Sur des cimaises jaunes, vertes et bleues, c’est toute l’étendue du travail de “Tarsila” qui se dévoile en parallèle de l’histoire sociale et politique du Brésil, entre colonisation, esclavage et questionnement identitaire. Une double lecture assumée par le musée, qui propose d’apprécier la plasticité de la peintre, largement influencée par les avant-gardes européennes et ses nombreux voyages à Paris, tout en creusant le contexte dans lequel évoluait l’artiste (1886-1973), qui était blanche, bourgeoise, mais pas totalement déconnectée de la réalité de ses compatriotes.
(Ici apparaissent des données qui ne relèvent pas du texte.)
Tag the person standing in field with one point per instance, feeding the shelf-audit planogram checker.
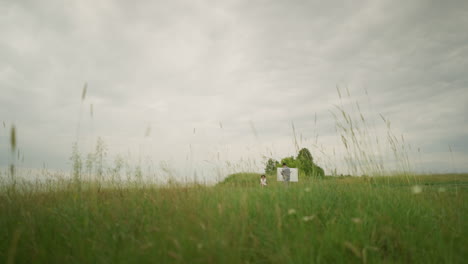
(286, 173)
(263, 182)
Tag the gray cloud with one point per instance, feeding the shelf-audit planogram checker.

On a devant nos yeux toute l’essence du “mouvement anthropophage”, qui, selon Oswald de Andrade, poète et compagnon de la peintre, prône la digestion “des différentes cultures qui ont fait le Brésil”, héritage colonial, cultures autochtones, cultures des descendants d’esclaves africains mais aussi influences de la modernité européenne. En bref, tout ce qui fait l’art de Tarsila do Amaral. D’une grande beauté, l’exposition rend compte de son ambivalence en six sections, toujours avec une grande justesse. Malgré un certain déséquilibre qui met surtout en valeur ses œuvres des années 1920, le parcours tente de répondre à la question sous-jacente de l'œuvre de la peintre : au fond, c’est quoi être Brésilienne ?
Partout sur les murs, des éléments de réponse, les histoires populaires qu’on raconte aux gamins dans A Cuca (1924), ou les stéréotypes racistes intégrés par les Brésiliens eux-mêmes dans A Negra (1923). On trouve aussi un autoportrait bourgeois où elle apparaît sapée par le styliste Jean Patou, des traces de son engagement avec le parti communiste, dans l’impressionnant Operários (1933), qui représente des ouvriers dans un style inspiré des muralistes mexicains. Et c’est pleinement nourri qu’on ressort du parcours, avec une seule envie : prendre un billet pour Rio et se poser ces questions sur place.